颯介も、夜が明け始めた頃に、一度社殿にやってきた。そのときは小夜香は眠り込んでいたから、少し顔を見ただけですぐに去っていったが、小夜香の状態をあらためてその眼で見て、強い衝撃を隠せずにいる様子だった。
「颯介。少し話をしないか」
と、そのときも秋人は声をかけたのだが、颯介は秋人を僅かに見返っただけで、無言で去って行ってしまった。
「どうやら俺は、颯介の中で、敵側だと認識されてしまったらしいな」
思わず溜め息が落ちた。
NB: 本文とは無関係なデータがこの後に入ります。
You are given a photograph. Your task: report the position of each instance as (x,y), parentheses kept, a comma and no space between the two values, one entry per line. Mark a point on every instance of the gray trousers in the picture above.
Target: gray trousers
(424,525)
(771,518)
今は仲違いしている場合ではない、と思うのだが、しかし颯介はそもそも蛇神の存在に懐疑的で、秋人ほど現状を正しく把握できていない節がある。
だがそれも、長年里に伝えられてきた、生まれた頃から親しんできた龍神信仰の否定、さらにいえばそれを秘匿していたのが他ならぬ秋人、龍神の守り人であるという、それまでの常識や倫理を根底から覆す事態なのだ。颯介から見れば、二重の裏切りとも言えるかもしれない。おいそれと受け入れられずとも、無理のない話だった。
「分かって貰えるまで、何度でも話すしかないか……」
本当はそんな悠長に構えていられる事態でもないのだが、人の心はそう簡単には動かせない。ましてや一度失ってしまった信頼を取り戻すことは、容易ではない。
頭の痛いことばかりだったが、今は出来ることからやっていく他になく、秋人はまた書庫に戻っていった。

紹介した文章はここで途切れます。